Unconfirmed sources report that George Bush’s top advisor, Karl Rove, will lead a series of mandatory ethics refresher courses for the entire White House staff. Previous reports had indicated that the White House counsel’s office would be leading these ethics classes, but our sources indicate the proposed course didn’t measure up to the Presidents standards so Rove was called in. The courses are expected to begin Monday and will probably end five of six months from now.
“I think this is exactly the kind of thing that is going to build back public confidence in the Bush Administration.” Says pundit Michelle Malkin. “The President is seen as ethically challenged right now and having his number 2 man tackling the problem is going to send the right message. The President is serious about countering the perception that he is crooked so having Rove take on the project is a natural move. I’m expecting great things out of these courses.”
“Rove has a big job ahead of him.” Admits White House spokesman Ben Lyon. “We at the White House have always been a little free wheeling with the truth, I’ll admit that. But we are taking the issue head on and with Karl’s expert advice on this matter we should have the whole thing cleared away in just a few minutes. I am very confident that after the course with Karl I’ll start telling the truth.”

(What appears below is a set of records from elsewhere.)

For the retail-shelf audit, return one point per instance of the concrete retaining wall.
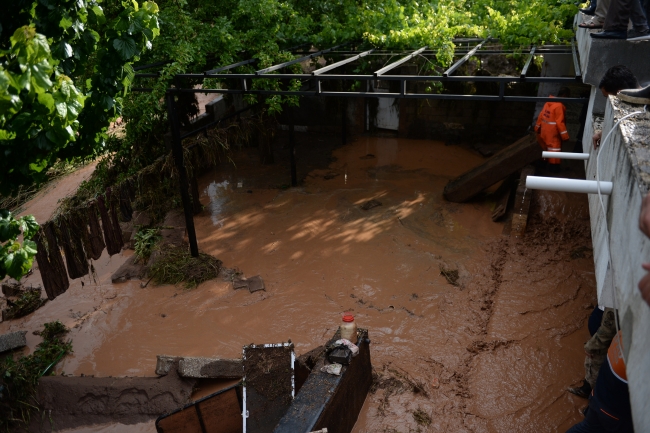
(621, 161)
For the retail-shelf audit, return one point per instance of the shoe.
(582, 391)
(635, 96)
(591, 24)
(610, 34)
(634, 36)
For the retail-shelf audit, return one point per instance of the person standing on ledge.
(551, 129)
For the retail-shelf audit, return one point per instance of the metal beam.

Some White House watchers are not so sure Rove is the right man for the job. They say, off the record, that Rove’s continuing legal troubles place him in a position where giving such advice could prove difficult. The one thing that is known for sure is that the President only trusts one man with this type of delicate work. So Karl Rove gets the nod to clean up the worsening White House ethics mess.
One of our secret White House sources, thanks Pudgy, was able to obtain selected parts of the planned ethics training. They appear below in excerpted form:
Incriminating Document Handling Procedures
1. Find all paper copies of document
2. Shred them
3. Burn them
4. Dispose of ashes out the window
5. Erase Hard drive
6. Burn Hard drive(Wayne in Maintenance has a propane torch in his locker #46)
7. Find tape back up of date concerned
8. Shred tape
9. Burn tape
10. Go to sub basement room D8, give “Richard” $100, he will get the second ‘secret’ back up tape. Handle as above.
1. Never say in an email what you can say over the phone.
2. Never say over the phone what you can say in person.
3. Never say in person what you can say with a nod.
4. Never say with a nod what you can say with a wink.
Rule 21- If you can pin the problem on some dumb Private, go for it.